CHATTANOOGA, Tenn., Wednesday, Aug. 9, 2023 — My lawsuit against the city of Franklin and the state’s chief Justice has failed in its initial errand to crack the door of state judicial secrecy and to halt general warrants in Tennessee.
By David Tulis / NoogaRadio Network
General are a major support structure for structural police-industrial racism and Jim Crow in Tennessee.
Such “warrants” are really just custom. The policy lets police arrest a person for cause without a warrant. The general warrant scheme statewide allows immediate arrests of thousands of people who might otherwise be arrestable only under a warrant issued by judge under a complicated and time-consume protocol required under the Tennessee constitution. Across the state, and in the city of Franklin that I sued, cops make just a single test to make a warrantless arrest. Without a required second test, cops can arrest anyone at anytime without judicial supervision. Just like under commies!
Black people, and white people alike, accept this state of affairs without protest, and without any interest in supporting the claims I make in U.S. district court in Nashville. Judge Waverly Crenshaw blocks my project in Tulis v. Orange following my false imprisonment and false arrest covering the Tennessee judicial conference Nov. 6, 2021.
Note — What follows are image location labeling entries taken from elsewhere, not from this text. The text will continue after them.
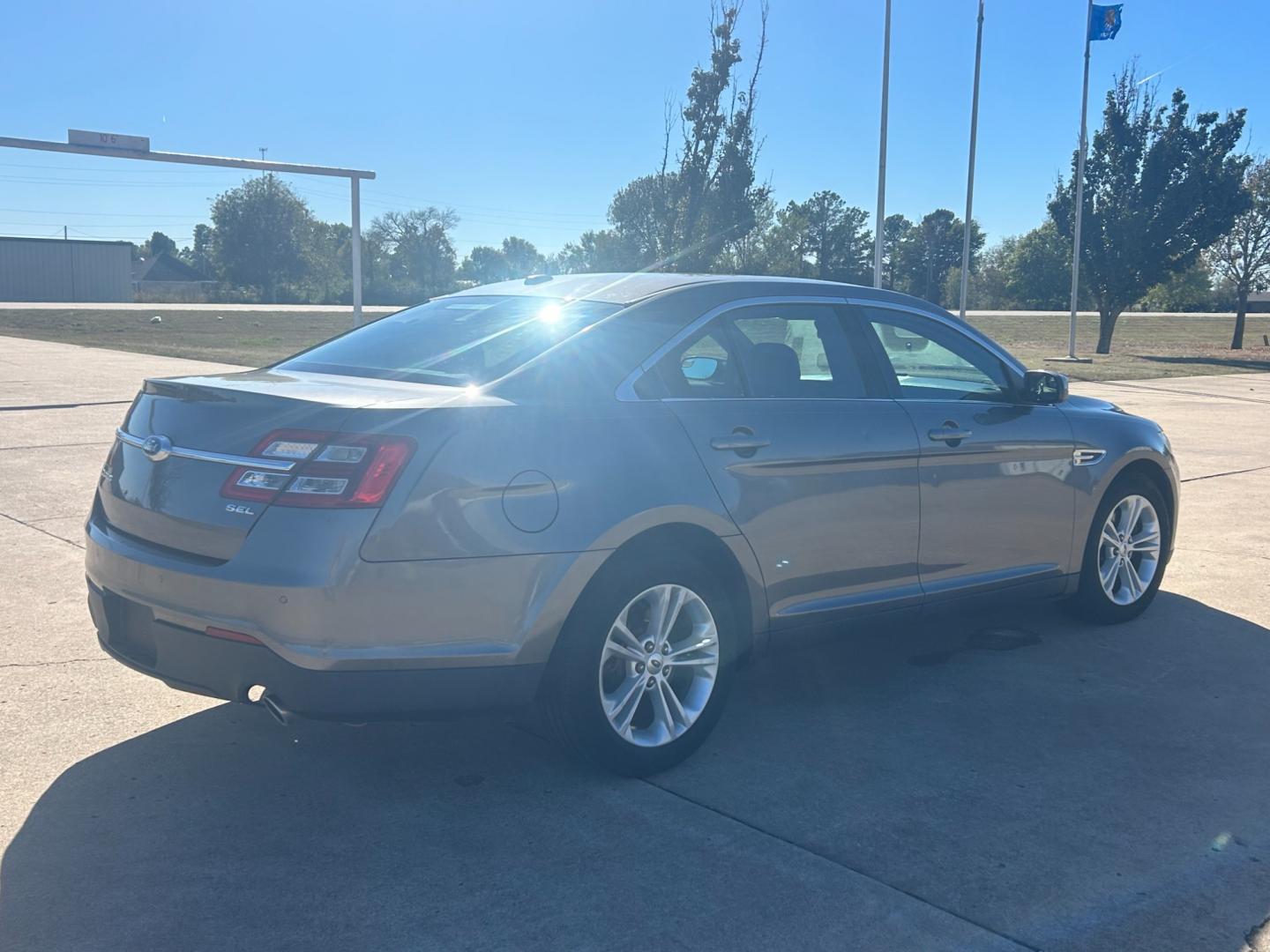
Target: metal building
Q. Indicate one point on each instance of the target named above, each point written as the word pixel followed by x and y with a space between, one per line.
pixel 52 270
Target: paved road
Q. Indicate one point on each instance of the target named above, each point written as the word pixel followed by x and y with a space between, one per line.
pixel 905 790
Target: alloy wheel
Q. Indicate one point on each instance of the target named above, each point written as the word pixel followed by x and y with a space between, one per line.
pixel 1129 550
pixel 660 666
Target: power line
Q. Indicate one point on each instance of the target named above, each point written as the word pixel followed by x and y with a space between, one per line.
pixel 97 215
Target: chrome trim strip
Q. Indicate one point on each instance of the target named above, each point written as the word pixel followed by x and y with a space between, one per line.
pixel 210 457
pixel 626 389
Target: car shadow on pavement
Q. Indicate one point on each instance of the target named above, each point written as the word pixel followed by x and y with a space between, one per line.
pixel 1068 786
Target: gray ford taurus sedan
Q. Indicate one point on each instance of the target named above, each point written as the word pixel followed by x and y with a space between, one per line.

Judge Crenshaw dismisses my case on grounds of a serious procedural flaw, as he identifies it. That is my failure to amend my complaint for new insights into my injury that came into view only later in the proceedings. Defendants said I had not timely filed. I worked to show I had timely filed, resorting to a backup position that truly is stronger than my initial defense of timely filing. These strong arguments are that the citation statute is unconstitutional, and that my imprisonment for booking is a continuation of the harm imposed on the date of the arrest.
Cases must be filed within a year of the harm. Was my harm only on one day? Or was it extended to my trip to Williamson County for booking?
From all appearances on a first read, it appears my failure to amend means that I cannot claim the second harm (jailing, booking) as part of my complaint, and hence waived.
I handled the case myself when, in the last month remaining in which to file, I determined no attorney would help me. I’d contacted with 52, and talked some detail with about a dozen. The judge says the 79 ½ hour advantage an attorney-filed case has over me, is a fiction, citing the filing deadline rule that says the complaint must be in the clerk’s hands no later than one year out from the tort.
I have 26 days left to appeal to the U.S. court of appeals in Cincinnati.
I ask for prayer’s, God’s guidance and wisdom, and means to handle this case while I have two others in progress.
➤ Flexibility Capital vs. Cupelli & Tulis. In the appeal of this defeat in Hamilton County circuit under Judge Kyle Hedrick, I contend the contract was an unenforceable usury loan and not an advance purchase of future receivables, and that the lawsuit gives the court no subject matter jurisdiction to hear the case. The limit on usury in Tennessee is 10 percent. The usury in this case is 208.05 percent, defended by Cheadle Law in Nashville, a debt collector scourge in the state. I allege that Judge Hedrick joined in a fraud on the court by the plaintiff — a serious charge of breach of judicial ethics.
➤ Tulis v. Gerregano. I have given notice of my suit inside the department of revenue that David Gerregano, commissioner, is defrauding me and the entire public in Tennessee in enforcing the financial responsibility law as if Tennessee were a mandatory insurance state. It’s not. It’s an after-crash state, according to Tenn. Code Ann. § 55-12-101 et seq and at least four court rulings describing how the law works. A 2015 amendment to the law did not cause any shift. Fraud, oppression, malfeasance, tort and other offenses are afoot. No date has been set, nor have filings and briefs begun.